Deacon Blue will play their smallest gig in a bid to save a popular music and arts venue.
The chart-topping band will play an intimate acoustic gig for 120 fans at The Glad Cafe, a charity arts hub in Glasgow facing a cash crisis. A £40,000 bill to repair the roof of their B-listed tenement on the city’s southside has placed the venue’s future in doubt.
Now the Glasgow outfit, best-known for hits like Dignity and Real Gone Kid, hopes to help secure the venue’s future with a stripped-down gig on September 15.

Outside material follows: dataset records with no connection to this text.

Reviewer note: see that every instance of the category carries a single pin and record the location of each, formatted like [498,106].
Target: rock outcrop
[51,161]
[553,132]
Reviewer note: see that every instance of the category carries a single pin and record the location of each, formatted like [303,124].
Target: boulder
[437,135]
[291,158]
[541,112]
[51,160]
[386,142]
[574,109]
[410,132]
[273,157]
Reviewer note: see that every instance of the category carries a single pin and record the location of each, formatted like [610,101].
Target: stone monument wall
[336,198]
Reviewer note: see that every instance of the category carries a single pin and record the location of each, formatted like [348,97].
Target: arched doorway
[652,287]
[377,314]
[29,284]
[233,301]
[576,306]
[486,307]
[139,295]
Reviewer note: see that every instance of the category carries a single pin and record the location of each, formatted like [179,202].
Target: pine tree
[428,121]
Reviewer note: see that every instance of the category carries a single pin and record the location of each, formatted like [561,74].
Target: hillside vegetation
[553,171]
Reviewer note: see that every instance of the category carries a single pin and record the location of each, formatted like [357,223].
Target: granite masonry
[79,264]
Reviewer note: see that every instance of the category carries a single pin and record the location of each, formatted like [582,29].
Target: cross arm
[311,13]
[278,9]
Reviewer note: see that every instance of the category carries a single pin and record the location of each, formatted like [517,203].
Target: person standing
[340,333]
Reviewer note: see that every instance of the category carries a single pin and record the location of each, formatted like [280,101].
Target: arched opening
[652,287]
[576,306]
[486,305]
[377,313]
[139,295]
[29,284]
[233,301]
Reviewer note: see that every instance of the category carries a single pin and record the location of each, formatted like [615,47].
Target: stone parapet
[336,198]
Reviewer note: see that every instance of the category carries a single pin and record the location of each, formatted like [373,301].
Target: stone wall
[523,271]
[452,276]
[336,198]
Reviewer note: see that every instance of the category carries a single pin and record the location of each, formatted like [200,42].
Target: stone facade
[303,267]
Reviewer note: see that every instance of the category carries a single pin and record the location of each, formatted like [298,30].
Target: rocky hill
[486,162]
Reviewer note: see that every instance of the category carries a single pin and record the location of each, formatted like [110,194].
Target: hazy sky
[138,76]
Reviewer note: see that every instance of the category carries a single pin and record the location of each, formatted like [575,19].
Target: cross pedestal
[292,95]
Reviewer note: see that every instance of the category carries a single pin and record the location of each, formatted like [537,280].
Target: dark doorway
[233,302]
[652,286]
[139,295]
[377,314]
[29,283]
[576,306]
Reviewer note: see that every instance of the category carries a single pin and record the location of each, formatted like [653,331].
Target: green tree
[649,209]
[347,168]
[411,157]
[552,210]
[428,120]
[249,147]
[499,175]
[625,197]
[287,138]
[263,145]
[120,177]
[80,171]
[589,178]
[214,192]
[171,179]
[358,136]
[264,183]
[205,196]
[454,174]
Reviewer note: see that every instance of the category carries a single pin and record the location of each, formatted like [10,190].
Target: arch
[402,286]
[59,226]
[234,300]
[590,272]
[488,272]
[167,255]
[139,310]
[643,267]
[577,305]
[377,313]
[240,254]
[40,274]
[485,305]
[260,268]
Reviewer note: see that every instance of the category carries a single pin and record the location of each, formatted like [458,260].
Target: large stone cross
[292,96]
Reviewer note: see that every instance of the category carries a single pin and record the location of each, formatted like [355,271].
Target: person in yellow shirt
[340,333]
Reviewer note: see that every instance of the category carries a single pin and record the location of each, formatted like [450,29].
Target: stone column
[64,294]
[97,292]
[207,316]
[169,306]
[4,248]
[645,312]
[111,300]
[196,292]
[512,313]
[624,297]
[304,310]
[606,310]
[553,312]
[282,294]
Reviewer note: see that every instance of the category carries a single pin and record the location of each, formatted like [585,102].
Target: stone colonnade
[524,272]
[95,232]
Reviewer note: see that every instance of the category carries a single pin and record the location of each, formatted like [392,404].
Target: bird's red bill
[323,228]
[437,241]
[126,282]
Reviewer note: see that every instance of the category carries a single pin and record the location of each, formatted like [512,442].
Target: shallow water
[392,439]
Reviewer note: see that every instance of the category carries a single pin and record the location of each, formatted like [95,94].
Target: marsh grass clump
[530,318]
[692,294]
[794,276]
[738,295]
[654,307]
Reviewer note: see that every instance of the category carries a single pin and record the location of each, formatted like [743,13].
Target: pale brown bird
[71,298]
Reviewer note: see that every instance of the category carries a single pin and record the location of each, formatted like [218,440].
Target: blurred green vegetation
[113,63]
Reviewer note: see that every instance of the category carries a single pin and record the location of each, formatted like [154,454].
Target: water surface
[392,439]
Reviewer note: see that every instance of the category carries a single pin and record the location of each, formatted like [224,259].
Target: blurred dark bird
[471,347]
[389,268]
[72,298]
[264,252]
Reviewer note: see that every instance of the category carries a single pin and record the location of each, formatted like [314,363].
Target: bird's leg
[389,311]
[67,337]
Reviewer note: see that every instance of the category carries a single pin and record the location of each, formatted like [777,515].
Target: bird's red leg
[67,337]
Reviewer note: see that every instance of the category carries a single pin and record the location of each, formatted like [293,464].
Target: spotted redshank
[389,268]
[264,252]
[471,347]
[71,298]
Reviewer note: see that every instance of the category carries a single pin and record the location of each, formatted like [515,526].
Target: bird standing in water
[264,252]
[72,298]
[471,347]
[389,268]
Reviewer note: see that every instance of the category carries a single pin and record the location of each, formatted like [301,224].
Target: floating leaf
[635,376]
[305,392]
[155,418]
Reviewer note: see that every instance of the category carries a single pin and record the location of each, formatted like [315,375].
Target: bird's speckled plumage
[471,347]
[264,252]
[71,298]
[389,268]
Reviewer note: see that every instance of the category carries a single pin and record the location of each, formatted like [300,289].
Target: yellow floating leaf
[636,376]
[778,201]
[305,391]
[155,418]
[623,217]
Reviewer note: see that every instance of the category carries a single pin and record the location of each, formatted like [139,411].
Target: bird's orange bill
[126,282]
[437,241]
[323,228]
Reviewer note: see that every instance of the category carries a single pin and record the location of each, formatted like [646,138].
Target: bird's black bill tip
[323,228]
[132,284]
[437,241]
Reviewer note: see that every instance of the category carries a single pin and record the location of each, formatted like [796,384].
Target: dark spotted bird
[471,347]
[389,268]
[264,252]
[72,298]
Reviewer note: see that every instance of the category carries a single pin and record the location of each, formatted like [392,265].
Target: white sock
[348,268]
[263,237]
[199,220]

The tiny show comes just four months after the group performed to 12,000 fans in a 30th anniversary hometown gig at the SSE Hydro.
Lead singer Ricky Ross said his band – Lorraine McIntosh, Jim Prime, Dougie Vipond, Gregor Philp and Lewis Gordon – felt compelled to help save the venue because of its significance to the cultural fabric of the city.

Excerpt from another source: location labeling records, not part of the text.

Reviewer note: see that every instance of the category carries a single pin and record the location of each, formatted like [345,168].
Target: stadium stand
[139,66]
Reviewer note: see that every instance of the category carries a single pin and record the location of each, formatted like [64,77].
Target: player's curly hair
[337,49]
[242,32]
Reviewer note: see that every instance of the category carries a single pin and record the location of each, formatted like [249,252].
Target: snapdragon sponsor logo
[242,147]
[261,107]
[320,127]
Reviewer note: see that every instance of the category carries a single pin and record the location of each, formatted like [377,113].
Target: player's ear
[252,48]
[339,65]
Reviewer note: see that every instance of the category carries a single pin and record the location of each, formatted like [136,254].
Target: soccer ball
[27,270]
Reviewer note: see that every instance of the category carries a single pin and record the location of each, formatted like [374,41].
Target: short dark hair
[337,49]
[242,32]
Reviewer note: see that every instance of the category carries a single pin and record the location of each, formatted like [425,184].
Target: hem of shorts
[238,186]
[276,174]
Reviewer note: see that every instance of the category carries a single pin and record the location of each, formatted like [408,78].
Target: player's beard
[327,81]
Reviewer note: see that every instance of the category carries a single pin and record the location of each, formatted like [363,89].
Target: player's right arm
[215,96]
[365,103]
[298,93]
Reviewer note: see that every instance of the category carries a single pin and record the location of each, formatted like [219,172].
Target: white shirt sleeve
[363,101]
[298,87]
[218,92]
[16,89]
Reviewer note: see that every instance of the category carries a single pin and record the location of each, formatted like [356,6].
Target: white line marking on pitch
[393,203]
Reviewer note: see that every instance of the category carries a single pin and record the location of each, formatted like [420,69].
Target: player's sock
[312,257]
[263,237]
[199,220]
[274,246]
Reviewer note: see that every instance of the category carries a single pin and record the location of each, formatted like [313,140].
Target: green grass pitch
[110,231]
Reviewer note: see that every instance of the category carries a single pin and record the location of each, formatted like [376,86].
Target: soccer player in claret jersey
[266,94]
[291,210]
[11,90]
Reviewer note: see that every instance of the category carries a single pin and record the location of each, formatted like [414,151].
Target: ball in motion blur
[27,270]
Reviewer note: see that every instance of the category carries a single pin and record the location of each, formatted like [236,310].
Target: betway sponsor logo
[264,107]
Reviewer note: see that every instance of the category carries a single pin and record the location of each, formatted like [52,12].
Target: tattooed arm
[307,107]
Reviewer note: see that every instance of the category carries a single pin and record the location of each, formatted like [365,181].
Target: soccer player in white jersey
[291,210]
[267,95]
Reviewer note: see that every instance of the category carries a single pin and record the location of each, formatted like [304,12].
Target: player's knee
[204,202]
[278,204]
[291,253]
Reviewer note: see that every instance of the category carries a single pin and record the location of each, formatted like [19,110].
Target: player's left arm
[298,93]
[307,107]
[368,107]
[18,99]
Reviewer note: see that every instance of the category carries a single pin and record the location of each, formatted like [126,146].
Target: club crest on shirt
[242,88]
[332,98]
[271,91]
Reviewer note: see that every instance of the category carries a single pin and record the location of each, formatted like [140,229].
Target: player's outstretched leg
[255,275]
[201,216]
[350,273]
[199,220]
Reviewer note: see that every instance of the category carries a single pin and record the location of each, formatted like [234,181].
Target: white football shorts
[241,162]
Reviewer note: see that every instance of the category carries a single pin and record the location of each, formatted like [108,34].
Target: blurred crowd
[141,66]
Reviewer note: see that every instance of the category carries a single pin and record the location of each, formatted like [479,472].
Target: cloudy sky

He said: “The Glad Cafe is a place that is very close to our hearts.
“It’s a great place for bands to come through and there weren’t many places like that when we started.”
Tickets, priced £100, will go on sale on Tuesday via musicglue. A crowdfunding campaign will be launched tomorrow to save the venue, which has four weeks to raise the sum.
Joe Smillie, The Glad Cafe’s managing director, said: “The bill for these repairs knocked us for six.
“It’s an incredible act of kindness and solidarity from Deacon Blue.”